In 1904 the Post Office was located on Columbia Street, east side, just a few doors down from Boston Street, so the L. Medal Grocery Store was most likely on the west side of Columbia Street, next to the two story brick building at Columbia and Boston streets. 

According to his grandson, "the St. Tammany Farmer newspaper in 1902 said that Medal was a leader in the United Order of Druids, Bogue Falaya Grove, No. 21." The Druids were a very active civic organization.

In December of 1902, another article congratulated him on his marriage to Miss Medora Aucoin in New Orleans. In 1904 their only child was born, Leon L. Medal. 

"Both my grandfather Louis L. Medal and Gaston Galmiche got married in 1902," his grandson goes on to say. "Mr. Galmiche married my grandfather's sister Bertha Medal."
The "Park" Purchase
Louis Medal was active with the city's board of aldermen on many committees. One of his more interesting projects in the year 1900 was the purchase of a square of ground between Theard and Jefferson Avenues for the purpose of building a public park.
This was the city block which a few years later would become the site of the Covington city school. Then later the property was sold to the parish school board for the building of Covington High School, a three story brick building which eventually became the St.
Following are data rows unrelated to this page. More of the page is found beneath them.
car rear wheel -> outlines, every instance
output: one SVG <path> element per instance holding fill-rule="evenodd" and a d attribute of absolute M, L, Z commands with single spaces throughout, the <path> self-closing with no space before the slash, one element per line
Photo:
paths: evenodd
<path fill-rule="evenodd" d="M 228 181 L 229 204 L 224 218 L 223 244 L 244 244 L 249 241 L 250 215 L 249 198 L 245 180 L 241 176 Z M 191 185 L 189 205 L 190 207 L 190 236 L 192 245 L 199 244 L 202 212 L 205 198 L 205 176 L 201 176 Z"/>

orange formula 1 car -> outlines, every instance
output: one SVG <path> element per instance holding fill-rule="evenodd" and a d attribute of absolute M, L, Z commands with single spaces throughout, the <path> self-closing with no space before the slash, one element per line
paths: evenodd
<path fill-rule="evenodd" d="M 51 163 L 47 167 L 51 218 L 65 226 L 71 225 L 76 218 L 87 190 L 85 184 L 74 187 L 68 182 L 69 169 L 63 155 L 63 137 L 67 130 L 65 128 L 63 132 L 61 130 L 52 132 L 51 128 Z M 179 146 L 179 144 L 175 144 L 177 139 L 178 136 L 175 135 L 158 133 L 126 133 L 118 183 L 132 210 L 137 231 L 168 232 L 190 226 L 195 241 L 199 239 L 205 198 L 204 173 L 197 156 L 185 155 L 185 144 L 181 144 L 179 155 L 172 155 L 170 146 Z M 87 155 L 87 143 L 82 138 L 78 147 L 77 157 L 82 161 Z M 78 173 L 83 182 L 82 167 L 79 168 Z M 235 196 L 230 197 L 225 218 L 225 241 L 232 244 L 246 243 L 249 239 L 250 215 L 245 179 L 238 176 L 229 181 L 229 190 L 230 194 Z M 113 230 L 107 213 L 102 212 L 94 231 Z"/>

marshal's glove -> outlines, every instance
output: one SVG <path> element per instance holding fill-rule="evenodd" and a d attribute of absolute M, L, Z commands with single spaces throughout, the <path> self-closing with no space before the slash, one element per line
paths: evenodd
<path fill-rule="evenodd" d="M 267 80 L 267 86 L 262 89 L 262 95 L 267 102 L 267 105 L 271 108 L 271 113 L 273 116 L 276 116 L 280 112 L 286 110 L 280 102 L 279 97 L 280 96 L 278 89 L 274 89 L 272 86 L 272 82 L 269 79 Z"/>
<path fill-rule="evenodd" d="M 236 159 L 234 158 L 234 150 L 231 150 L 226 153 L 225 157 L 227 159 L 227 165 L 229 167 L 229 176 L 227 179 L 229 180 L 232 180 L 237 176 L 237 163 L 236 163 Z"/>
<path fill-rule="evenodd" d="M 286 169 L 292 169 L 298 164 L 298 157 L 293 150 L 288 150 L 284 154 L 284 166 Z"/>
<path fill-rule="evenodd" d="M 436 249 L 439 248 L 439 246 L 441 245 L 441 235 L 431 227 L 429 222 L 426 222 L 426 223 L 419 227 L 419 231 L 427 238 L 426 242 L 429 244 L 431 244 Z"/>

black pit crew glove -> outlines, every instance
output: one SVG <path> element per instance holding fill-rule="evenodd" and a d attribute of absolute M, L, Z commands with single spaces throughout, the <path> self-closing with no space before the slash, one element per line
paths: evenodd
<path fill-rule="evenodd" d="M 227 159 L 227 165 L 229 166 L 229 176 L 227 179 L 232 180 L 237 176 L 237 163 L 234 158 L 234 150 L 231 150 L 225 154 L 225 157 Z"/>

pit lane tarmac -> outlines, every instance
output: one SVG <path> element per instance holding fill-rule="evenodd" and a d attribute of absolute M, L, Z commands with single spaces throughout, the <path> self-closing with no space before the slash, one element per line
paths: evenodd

Tammany Parish Public School System's central office. 

A member of the Business Men's Progressive League

On June 27, 1905, at the age of 34 years, Louis L. Medal died. "Obituaries written about him indicated that he was evidently well known and a respected businessman in Covington. He was laid to rest in the Old Covington Cemetery where his tombstone can be found," his grandson wrote.

In his obituary it was noted that Medal "was one of the prominent young business men of Covington, being the head of the firm of L. Medal & Co., and also Manager of The People's Bakery. He was a native of New Orleans, but a resident of Covington for the past seventeen years. He was a man of fine social qualities and genial disposition and was popular with all who knew him."

The obituary went on to say that he was a past Arch, State Deputy, and Treasurer of the local United Ancient Order of Druids organization. "He also served creditably several years as a member of the Covington Board of Aldermen," it was said.

The funeral took place at St. Peter's Church and was "largely attended," with E. J. Frederick, Charles G. Kleeman, Alexander Kennedy, Ab. Blattner, B. L. Crawford and Albert Theobald serving as pallbearers.

It is believed that his grandmother and his father moved from Covington to New Orleans during the Great Depression (mid-1930's).

The People's Bakery

The People's Bakery Staff: Medal was the manager and co-owner
The location of "The People's Bakery" was on the corner of Columbia Street and Kirkland Street.  According to Todd Valois, the bakery was first owned by a young bachelor Maurice P. Planche and Gaston Galmiche for several years. In 1906 the two men divided the business into The People's Confectionary" to be run by Galmiche, with Planche to continue the bakery business which at the time was one of the town's premiere bread bakeries. 

After the death of Louis Medal, his widow sold her interests in his businesses.